ALEXANDRIA, La. – (WNTZ) – When Prohibition swept across the United States in 1920, outlawing the production, sale, and distribution of alcoholic beverages, it ushered in a clandestine era of moonshine, speakeasies, and criminal enterprises. Louisiana, with its vibrant culture and tradition of spirited revelry, played a significant role in the nation’s bootlegging history. Here, we delve into the lives and legacies of some of the most prolific bootleggers in the Pelican State.
- Isadore “Kid Cann” Blumenfeld – Born in New Orleans in 1900, Kid Cann became infamous for his involvement in organized crime during Prohibition. While he is more closely associated with bootlegging operations in Minneapolis, his roots in the Crescent City are well-known. Kid Cann’s bootlegging empire stretched across state lines, making him a formidable figure in the world of illegal alcohol distribution.
- Sylvestro “Silver Dollar Sam” Carollo – A New Orleans native, Silver Dollar Sam was a prominent bootlegger and crime boss during the Prohibition era.

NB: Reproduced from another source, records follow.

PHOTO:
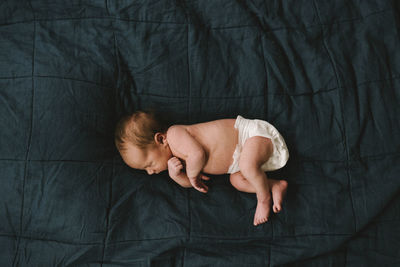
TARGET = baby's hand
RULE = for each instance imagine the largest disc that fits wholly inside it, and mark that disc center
(174, 166)
(198, 183)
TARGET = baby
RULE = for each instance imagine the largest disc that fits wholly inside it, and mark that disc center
(243, 148)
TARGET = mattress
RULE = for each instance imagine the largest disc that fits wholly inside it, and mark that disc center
(326, 74)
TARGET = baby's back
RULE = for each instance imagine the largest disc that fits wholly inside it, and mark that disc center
(219, 139)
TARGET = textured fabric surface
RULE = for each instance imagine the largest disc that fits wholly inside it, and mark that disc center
(326, 74)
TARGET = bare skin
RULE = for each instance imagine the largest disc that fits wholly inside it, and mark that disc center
(188, 151)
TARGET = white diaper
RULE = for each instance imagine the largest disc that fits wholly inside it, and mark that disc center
(249, 128)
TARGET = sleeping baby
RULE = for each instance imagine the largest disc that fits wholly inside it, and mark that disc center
(243, 148)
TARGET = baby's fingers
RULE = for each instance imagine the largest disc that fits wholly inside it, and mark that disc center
(200, 186)
(204, 177)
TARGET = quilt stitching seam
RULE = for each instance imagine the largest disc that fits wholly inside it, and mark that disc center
(212, 28)
(342, 115)
(29, 140)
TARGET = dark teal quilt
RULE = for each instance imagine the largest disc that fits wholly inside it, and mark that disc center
(326, 74)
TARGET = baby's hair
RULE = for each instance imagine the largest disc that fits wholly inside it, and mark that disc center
(139, 129)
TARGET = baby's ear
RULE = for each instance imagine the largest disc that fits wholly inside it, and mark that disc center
(159, 138)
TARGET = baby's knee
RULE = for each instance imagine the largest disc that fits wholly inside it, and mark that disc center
(249, 168)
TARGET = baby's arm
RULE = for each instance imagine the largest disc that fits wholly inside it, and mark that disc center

He ran a sprawling criminal network that included speakeasies, gambling dens, and bootlegging operations. Carollo’s influence extended beyond Prohibition, as he became a central figure in the New Orleans underworld for decades.

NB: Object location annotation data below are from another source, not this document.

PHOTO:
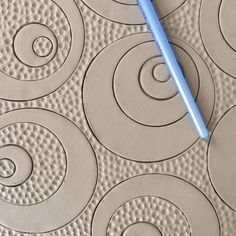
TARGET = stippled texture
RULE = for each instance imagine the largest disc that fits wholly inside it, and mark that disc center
(191, 165)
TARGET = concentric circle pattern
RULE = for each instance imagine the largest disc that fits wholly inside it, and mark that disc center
(219, 32)
(221, 158)
(7, 168)
(50, 171)
(41, 45)
(155, 211)
(162, 206)
(127, 11)
(144, 111)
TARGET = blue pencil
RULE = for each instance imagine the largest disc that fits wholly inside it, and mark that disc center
(162, 42)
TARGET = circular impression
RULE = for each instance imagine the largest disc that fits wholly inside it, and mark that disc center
(219, 32)
(140, 229)
(53, 164)
(221, 158)
(155, 204)
(40, 48)
(133, 107)
(127, 11)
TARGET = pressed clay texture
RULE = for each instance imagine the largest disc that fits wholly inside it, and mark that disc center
(94, 138)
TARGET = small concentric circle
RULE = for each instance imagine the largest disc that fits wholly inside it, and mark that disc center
(54, 161)
(28, 46)
(160, 73)
(127, 11)
(135, 115)
(221, 158)
(218, 32)
(42, 46)
(155, 80)
(7, 168)
(161, 203)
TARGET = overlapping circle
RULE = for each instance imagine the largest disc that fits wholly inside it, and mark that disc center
(155, 203)
(53, 162)
(41, 45)
(131, 104)
(221, 158)
(127, 11)
(217, 21)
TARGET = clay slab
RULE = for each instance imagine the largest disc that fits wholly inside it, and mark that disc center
(94, 138)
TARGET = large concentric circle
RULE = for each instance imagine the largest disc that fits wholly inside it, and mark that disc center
(127, 11)
(219, 32)
(41, 45)
(159, 204)
(221, 158)
(53, 162)
(131, 104)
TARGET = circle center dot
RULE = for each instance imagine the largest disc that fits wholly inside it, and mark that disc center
(160, 73)
(7, 168)
(42, 46)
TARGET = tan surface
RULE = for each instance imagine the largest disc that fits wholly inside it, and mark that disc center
(94, 139)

- Alphonse Gabriel “Al” Capone – While not a Louisiana native, Al Capone’s criminal empire reached the state’s borders. The infamous Chicago gangster had connections in Louisiana and was involved in bootlegging activities that stretched into the southern states. His influence on the state’s criminal landscape was significant during the Prohibition era.

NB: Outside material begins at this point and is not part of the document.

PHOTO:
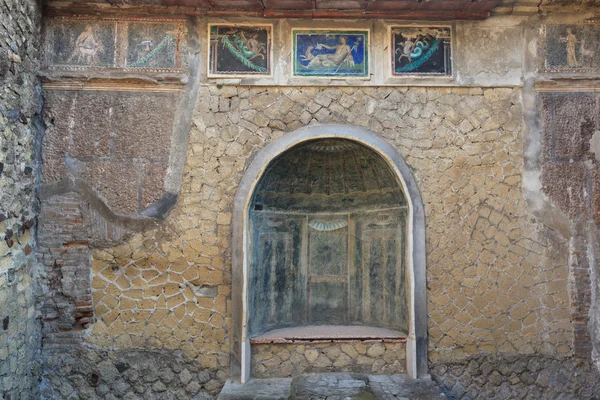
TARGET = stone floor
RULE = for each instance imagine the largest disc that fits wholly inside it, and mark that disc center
(338, 386)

- Egan’s Rats – Led by the notorious Edward J. Egan, this gang operated out of New Orleans and was heavily involved in bootlegging, gambling, and other illegal activities. Egan’s Rats controlled various speakeasies and gained notoriety for their criminal exploits during Prohibition.
- The DeRidder Clan – In the western part of Louisiana, the DeRidder family was known for its moonshine production. Operating from the piney woods of Beauregard Parish, they produced large quantities of homemade liquor, often referred to as “white lightning.” The family’s moonshine was in high demand, and they became legendary bootleggers in the region.
- The North Louisiana Moonshiners – In the rural areas of North Louisiana, particularly in the piney woods and backcountry, numerous moonshiners operated secret stills. These individuals crafted homemade whiskey and eluded authorities for years, becoming folk heroes in their communities.
While Prohibition ended in 1933, the legacy of these bootlegging pioneers lives on in the tales, legends, and lore of Louisiana. Their defiance of the law and their entrepreneurial spirit during a tumultuous time continue to captivate the imagination and remind us of the enduring cultural impact of the Prohibition era in the Pelican State.